Haverhill’s Native American Commemorative Task Force is planning a Friday trip the Hannah Duston statue in Boscawen, N.H., as part of an informational and fact-finding visit.
Task Force Chair Dan Speers said members, observers and guests will have an opportunity to meet and have informal discussions with local residents and representatives of the Cowasuck Band of the Pennacook-Abenaki.
Members and others are expected to gather first in Haverhill, Friday, July 8, at 1 p.m., for the 60-mile trip.
Speers notes in an email the statues in Boscawen and Haverhill were erected in the 1800s as “an admonition to Native Americans and to promote the idea of westward expansion. In recent years, the Abenaki and other indigenous groups, as well as residents, scholars and local municipalities, have voiced complaints, disagreements and debates over what to do with the statues.”
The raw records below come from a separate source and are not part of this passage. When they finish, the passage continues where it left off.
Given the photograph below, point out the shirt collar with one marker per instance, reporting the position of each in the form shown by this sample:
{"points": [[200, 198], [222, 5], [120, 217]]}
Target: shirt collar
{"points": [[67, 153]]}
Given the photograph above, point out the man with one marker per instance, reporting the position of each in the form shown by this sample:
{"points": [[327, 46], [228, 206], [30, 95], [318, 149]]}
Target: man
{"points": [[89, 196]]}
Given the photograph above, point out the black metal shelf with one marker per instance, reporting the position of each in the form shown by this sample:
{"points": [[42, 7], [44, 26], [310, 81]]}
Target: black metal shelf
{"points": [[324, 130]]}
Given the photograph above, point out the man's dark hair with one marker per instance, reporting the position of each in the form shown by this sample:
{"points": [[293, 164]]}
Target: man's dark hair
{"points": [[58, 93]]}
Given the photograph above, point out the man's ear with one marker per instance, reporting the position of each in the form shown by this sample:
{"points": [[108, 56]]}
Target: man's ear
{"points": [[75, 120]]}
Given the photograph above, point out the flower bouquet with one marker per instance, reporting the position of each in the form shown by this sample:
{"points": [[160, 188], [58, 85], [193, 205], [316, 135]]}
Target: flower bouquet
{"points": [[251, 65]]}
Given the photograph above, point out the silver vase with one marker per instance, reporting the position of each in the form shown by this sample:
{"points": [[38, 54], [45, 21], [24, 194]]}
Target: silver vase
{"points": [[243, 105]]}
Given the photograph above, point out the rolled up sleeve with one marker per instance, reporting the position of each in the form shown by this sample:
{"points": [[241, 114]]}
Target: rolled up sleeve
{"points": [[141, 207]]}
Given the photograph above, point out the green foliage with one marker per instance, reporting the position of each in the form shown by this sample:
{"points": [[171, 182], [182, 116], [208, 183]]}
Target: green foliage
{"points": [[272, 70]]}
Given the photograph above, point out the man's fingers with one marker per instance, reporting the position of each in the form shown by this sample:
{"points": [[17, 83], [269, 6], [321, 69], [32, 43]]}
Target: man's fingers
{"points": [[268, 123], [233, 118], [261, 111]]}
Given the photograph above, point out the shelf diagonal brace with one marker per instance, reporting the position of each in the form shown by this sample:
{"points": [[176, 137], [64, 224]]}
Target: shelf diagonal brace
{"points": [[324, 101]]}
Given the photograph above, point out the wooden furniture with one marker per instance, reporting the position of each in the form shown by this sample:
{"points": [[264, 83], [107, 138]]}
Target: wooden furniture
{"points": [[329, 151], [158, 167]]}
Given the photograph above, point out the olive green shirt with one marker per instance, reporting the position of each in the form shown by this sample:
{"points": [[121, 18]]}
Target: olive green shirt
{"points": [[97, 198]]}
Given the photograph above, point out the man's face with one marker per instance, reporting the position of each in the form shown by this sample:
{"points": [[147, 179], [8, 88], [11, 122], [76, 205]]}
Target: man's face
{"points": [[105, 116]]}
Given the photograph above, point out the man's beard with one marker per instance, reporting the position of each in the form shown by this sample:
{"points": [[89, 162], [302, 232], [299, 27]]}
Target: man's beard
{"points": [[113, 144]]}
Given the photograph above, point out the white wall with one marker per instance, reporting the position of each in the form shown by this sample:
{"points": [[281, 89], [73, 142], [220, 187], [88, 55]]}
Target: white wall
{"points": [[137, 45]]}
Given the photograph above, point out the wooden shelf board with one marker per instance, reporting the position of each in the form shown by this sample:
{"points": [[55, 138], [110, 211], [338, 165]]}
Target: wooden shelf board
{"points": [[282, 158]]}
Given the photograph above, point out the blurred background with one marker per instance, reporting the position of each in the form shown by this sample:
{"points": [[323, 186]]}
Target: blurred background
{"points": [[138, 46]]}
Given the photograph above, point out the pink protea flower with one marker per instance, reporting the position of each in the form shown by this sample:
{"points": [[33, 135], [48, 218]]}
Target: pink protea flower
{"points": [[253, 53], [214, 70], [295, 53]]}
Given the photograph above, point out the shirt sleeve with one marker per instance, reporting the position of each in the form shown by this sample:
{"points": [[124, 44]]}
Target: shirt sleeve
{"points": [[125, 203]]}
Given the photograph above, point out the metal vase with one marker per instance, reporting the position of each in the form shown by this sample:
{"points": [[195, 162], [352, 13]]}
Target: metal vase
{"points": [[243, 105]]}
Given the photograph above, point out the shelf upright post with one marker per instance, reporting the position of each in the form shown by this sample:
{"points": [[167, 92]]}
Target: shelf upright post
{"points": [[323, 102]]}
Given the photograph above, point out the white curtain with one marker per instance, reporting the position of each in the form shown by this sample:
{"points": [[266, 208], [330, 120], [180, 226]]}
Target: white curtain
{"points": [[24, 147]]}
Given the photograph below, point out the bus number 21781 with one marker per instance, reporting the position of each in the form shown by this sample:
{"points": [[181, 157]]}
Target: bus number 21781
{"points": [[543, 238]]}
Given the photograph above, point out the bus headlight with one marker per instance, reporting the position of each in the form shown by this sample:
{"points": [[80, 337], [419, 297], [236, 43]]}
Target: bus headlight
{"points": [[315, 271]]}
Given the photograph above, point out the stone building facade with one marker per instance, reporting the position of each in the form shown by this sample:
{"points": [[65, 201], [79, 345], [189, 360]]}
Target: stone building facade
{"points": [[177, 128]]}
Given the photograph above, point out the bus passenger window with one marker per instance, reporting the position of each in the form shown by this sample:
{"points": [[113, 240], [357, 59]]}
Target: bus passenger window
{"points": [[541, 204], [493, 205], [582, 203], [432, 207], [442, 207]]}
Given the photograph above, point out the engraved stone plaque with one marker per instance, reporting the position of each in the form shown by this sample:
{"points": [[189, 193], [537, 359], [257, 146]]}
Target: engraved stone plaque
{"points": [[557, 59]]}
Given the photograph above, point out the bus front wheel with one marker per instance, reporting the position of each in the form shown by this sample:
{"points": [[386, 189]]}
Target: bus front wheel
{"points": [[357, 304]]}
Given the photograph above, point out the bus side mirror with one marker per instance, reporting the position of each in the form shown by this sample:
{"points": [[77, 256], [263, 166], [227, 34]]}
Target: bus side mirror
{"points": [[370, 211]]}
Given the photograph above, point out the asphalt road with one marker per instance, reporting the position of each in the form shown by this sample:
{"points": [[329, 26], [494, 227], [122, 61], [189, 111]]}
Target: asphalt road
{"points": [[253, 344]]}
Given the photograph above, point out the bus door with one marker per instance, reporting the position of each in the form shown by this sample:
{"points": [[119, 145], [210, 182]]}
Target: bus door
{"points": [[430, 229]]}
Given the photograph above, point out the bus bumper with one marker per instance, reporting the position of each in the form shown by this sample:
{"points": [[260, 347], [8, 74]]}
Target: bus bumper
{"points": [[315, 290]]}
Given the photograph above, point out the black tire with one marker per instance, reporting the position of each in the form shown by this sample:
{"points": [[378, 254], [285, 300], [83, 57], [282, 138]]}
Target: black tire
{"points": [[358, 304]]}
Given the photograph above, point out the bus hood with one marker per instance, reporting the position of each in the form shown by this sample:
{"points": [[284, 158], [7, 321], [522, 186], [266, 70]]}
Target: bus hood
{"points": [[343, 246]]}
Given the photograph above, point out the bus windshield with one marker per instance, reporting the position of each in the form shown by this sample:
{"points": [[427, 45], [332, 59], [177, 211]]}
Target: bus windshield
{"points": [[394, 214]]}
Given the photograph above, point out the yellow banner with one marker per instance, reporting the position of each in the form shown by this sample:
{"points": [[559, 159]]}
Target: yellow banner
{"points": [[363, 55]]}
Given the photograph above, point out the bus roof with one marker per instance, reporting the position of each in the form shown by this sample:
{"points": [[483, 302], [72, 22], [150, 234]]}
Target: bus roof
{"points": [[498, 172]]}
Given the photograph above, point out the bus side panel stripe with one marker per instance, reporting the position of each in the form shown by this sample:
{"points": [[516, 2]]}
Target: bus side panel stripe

He added the group expects to learn about the current plans in New Hampshire and the approach proposed and approved by the Cowasuck band of the Pennacook Abenaki people and New Hampshire state officials. A proposal includes renaming the New Hampshire site from the Hannah Duston Memorial Site to Unity Park N’dakinna, which means “our land” in Abenaki.
Members are reminded that disposition of the Hannah Duston statue in Haverhill is but one part of our overall charter dedicated to establishing a memorial in Haverhill that celebrates the history and heritage of the indigenous communities that lived, thrived and prospered in the pre-Columbian Merrimack Valley.
The Task Force was organized after vandalism at Haverhill’s Duston statue in 2020 added to historical complaints about racial stereotypes.